Grounds Zero par Quentin Bajac.
« Ce grand gouffre , au cœur de la ville, éclairé comme un stade par la lueur pâle des projecteurs de chantier ». C’est en ces termes, que sans le nommer -et sans véritablement non plus le décrire- le narrateur de Netherland, roman paru aux Etats-Unis en 2008[i], évoque le Ground Zero de l’hiver 2003 : un endroit hybride, indéfinissable, hésitant entre diverses identités, entre verticalité et horizontalité, entre ténèbres et lumière. Aller à Ground Zero aujourd’hui, c’est encore faire l’expérience physique d’un des lieux les plus connus au monde et qui paradoxalement accuse un déficit d’image : aucune des représentations du lieu réalisées depuis maintenant huit ans, dessins, photographies voire films ou images informatiques, ne s’est imposée dans l’imaginaire collectif. Aucun point de vue général, aucune vue de détail métonymique ne permet de faire écran ou de cristalliser le souvenir.
Si Ground Zero défie aujourd’hui les représentations ce n’est pas tant pour des raisons physiques, liées à son immensité, à l’absence de point d’accroche du regard, ou aux difficultés d’accès, que pour des raisons psychologiques et culturelles, comme le prouvent les hésitations autour du devenir architectural du lieu. Ground Zero est aujourd’hui un lieu indécis, partagé entre volonté de se projeter vers l’avenir et souci légitime de se souvenir. Ce n’est plus un champ de ruines – et à ce titre la dernière représentation photographique forte du lieu était bien celle réalisée quelques jours après les attentats par Joel Meyerowitz de la base de la tour sud tordue comme de la ferraille[ii], c’est-à-dire une image de la ruine – et pas encore un chantier, tourné vers l’avenir. Là où les ruines, dans leur temporalité floue, sont le plus souvent prétexte à une approche sentimentale d’un « passé » indéfini, les images de chantier, elles, nous parlent d’histoire et de progrès. Au temps « pur » des ruines s’oppose l’espace historique du chantier. Les premières appellent à la rêverie élégiaque sur les temps révolus et mettent en présence d’un « monde qui porte le signe d’un infini »[iii]. Les secondes à l’étude attentive d’un espace qui porte en soi sa finitude et son achèvement futur. Ground Zero n’est aujourd’hui ni l’un ni l’autre.
Au spectacle des ruines, les XIX et XXe siècles ont donc mêlé, jusqu’à la surimpression, pour employer une métaphore photographique, une évocation de plus en plus présente du chantier.
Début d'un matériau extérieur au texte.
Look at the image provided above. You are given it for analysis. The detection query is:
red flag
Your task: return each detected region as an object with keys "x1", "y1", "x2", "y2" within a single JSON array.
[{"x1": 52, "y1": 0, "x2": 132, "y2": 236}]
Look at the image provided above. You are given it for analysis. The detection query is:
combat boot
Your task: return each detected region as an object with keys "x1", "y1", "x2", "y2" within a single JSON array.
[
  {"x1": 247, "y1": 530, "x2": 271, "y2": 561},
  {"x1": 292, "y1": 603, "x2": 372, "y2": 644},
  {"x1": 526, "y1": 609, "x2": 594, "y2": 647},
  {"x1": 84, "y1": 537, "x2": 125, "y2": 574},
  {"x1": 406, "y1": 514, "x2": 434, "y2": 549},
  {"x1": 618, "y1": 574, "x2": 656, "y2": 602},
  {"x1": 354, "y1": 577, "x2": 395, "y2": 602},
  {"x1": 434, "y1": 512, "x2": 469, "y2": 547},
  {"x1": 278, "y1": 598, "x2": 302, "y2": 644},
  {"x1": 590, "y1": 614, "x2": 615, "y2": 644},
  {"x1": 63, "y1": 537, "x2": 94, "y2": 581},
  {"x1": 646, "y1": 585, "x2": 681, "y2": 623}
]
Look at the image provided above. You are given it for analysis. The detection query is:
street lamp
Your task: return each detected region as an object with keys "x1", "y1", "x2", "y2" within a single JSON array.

Inscrit dans le présent mais délibérément tournée vers l’avenir, facteur de progrès mais également de destruction, ce dernier, est devenu, à partir de la seconde moitié du XIXe siècle, dans son ambigüité fondamentale, une figure incontournable de la modernité et de l’interrogation sur l’histoire. Il y avait une magie des ruines. La modernité a sans doute inventé, elle, un spectacle du chantier. Accompagnant les mutations de la révolution industrielle, ce dernier est devenu, sous l’objectif des photographes, au tournant des années 1850, en France et en Grande-Bretagne notamment, le complément habituel des images traditionnelles de ruines. Les mêmes qui immortalisaient par la nouvelle technique les vestiges gothiques et du Moyen Age (dont on cherche alors à se débarrasser) dans un esprit proche du romantisme finissant, photographiaient dans le même temps les destructions et les constructions nouvelles du Second Empire : Baldus fut, a la fois et sans contradiction, le photographe des monuments en ruines de la Mission héliographique et celui des travaux du Nouveau Louvre qui inspirèrent a Baudelaire son poème élégiaque sur les changements de la ‘forme d’une ville’[iv]. Les deux corpus sont inséparables. De même, Marville photographia tant les restes du « Vieux Paris » que les transformations brutales liées aux projets haussmanniens comme deux états successifs du même. La documentation de l’objet est alors un préalable à sa destruction annoncée et le musée du Vieux Paris (Carnavalet) est créé au moment même ou celui-ci est en passe de disparaitre. Alphonse Terpereau qui à Bordeaux documenta par la photographie les chantiers et les ouvrages d’art naissant, ponts, viaducs, halles, travaillait dans le même temps pour la société archéologique de sa région.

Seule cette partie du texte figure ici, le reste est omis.